Researchers take aim at hackers trying to attack high-value AI modelsPosted on March 26, 2019
Driving Digital Innovation in AI is a series of stories about how Penn State’s Institute for CyberScience researchers are studying machine learning and artificial intelligence to make these technologies more useful and effective, as well as investigating the impact of AI on people and society.
Machine learning is powering some of the world economy’s most valuable systems, from helping select which students will attend prestigious universities to finding potential threats in a crowded soccer game. Because machine learning creates such valuable models, that also makes those models targets of hackers and malicious attackers, according to Patrick McDaniel, William L. Weiss Professor of Information and Communications Technology in the School of Electrical Engineering and Computer Science at Penn State and an Institute for CyberScience associate.
McDaniel and his team are not only studying how to make AI and machine-learning models more effective, they also are studying how to protect these increasingly valuable, but often not well-understood, burgeoning technologies. He said that while a considerable mystique has grown up around artificial intelligence and machine learning, the technology relies on common sense logic. It’s all about using probabilities to build models, according to McDaniel.
“Some people have the idea that machine learning is some sort of magic dust that you can sprinkle over anything to make that device or technology automatically learn, but machine learning is really a set of mathematical techniques that looks at examples of some phenomenon and then uses mathematical techniques to generalize,” said McDaniel.
As an example, he said a researcher could easily create a machine-learning model that determines which students are basketball players based on the students’ height.
“Let’s say you put that set of 30 students in your training data set and, then, you train a model, which is just a mathematical technique that looks at all those samples, and the model says, ‘if you’re above this height, then you play basketball,’ because taller kids tend to play basketball more than shorter kids,” said McDaniel.
The problem is that, in the real world, there are always exceptions to the rule. Those exceptions are one of the main vulnerabilities of machine-learning programs.
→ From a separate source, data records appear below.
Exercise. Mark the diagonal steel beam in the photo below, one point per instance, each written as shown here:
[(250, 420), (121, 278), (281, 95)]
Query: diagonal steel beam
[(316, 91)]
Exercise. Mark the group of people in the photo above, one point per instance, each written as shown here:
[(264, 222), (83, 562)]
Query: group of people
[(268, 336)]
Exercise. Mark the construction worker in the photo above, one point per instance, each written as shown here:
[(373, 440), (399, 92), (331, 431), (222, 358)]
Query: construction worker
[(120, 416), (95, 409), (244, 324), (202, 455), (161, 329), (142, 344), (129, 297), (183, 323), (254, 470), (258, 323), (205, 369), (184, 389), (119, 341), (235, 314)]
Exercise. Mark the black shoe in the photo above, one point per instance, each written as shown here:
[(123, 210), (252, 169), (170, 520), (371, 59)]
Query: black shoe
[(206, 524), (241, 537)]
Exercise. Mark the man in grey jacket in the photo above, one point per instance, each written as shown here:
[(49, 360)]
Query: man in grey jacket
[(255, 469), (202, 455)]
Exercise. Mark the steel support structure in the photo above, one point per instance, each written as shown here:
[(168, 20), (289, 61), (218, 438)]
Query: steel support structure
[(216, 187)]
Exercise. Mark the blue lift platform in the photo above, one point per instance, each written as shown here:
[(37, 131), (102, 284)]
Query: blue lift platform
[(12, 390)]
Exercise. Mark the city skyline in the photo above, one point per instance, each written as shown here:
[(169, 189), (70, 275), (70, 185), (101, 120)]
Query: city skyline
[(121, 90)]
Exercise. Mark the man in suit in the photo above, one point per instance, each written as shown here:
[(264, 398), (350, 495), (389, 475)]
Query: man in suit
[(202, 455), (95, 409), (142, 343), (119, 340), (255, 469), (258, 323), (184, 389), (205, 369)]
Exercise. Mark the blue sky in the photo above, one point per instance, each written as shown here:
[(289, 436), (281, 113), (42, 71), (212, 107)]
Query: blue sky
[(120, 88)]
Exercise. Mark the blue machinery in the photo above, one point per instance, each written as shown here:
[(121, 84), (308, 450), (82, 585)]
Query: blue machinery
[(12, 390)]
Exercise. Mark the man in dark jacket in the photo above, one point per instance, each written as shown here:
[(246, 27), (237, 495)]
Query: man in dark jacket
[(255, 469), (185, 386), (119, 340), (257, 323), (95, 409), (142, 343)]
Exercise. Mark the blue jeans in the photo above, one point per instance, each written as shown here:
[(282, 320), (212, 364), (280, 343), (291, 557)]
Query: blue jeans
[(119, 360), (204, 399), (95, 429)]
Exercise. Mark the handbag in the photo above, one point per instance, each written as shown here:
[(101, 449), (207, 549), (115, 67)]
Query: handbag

“If you’ve seen Spudd Webb, who is short, but is a great basketball player, you realize that the model we created to select basketball players is not a perfect model. And that’s the challenge of machine learning: most real-world phenomena are messy,” said McDaniel. “There’s really no easy way to know if someone plays basketball just by looking at their height.”
High value = highly vulnerable
Because models can be inaccurate, hackers can use that as a possible attack route on machine-learning models.
“If I’m a hacker, I can produce a sample that I know your model is wrong about,” said McDaniel. “And what’s even worse — if I have the ability to modify a sample, let’s say an image of a puppy, and I know how your model is designed, I can just tweak little pieces of that image, so that, even though you and I would recognize that the image is a picture of a puppy, when the image is fed to your machine-learning program, it would say it’s a kitten.”
Of course, developers are using machine learning for more than just to pick basketball teams and choose between puppy and kitten pictures, McDaniel said. Businesses and organizations are using machine-learning models in processes ranging from helping soldiers guide military weapon systems to working with economists to monitor markets.
It’s that value that makes machine-learning models so attractive to hackers, according to McDaniel. Hackers could change those models slightly to steal, gain advantages, or just otherwise create mayhem.
“One thing we learned about security is that anything that has value is going to be attacked,” said McDaniel. “So, as we continue to deploy machine learning, we’re going to find that hackers are going to target not only the systems — in the traditional hacking into people’s computers sense — but they’re going to attack the models.”
McDaniel’s research team is working on technical counter-measures for these attacks.
Ryan Sheatsley, a doctoral candidate in information sciences and technology, who works with McDaniel, said that the group has noticed a “cat and mouse game” develop in the machine-learning space over the past couple of years. Hackers find ways to manipulate machine-learning models and organizations try to defend against those attacks.
According to Sheatsley, all of these defenses have ultimately failed. Taking a page from other cybersecurity measures, the team is building a type of defense that might help trap hackers who are probing for vulnerabilities in machine-learning programs.
“Instead of trying to prevent people from hacking into the system, our question was: What if we can make them hack into the system in a predictable way — a way that we can measure and observe?” said Sheatsley. “In traditional computer science and security we call this a honeypot. Defenders purposefully puts out this vulnerable system and the attacker attacks the system in a way that’s predictable that we can measure.”
By making tweaks to the model, the researchers can add an artifact — similar to a watermark on a picture — in the model that hackers would be tempted to change. If they do, the researchers know that the model has been manipulated and could take actions to counter the hack.
McDaniel and his students expect these cat-and-mouse games between hackers and machine-learning model defenders to continue. Just recently, McDaniel received a $9.98 million grant from the National Science Foundation’s Secure and Trustworthy Cyberspace program to establish and lead the Center for Trustworthy Machine Learning. The grant will allow members of the multi-institution, multidisciplinary center to develop a rigorous understanding of the types of security risks involved in machine learning and to devise the tools, metrics and methods to manage and mitigate those vulnerabilities.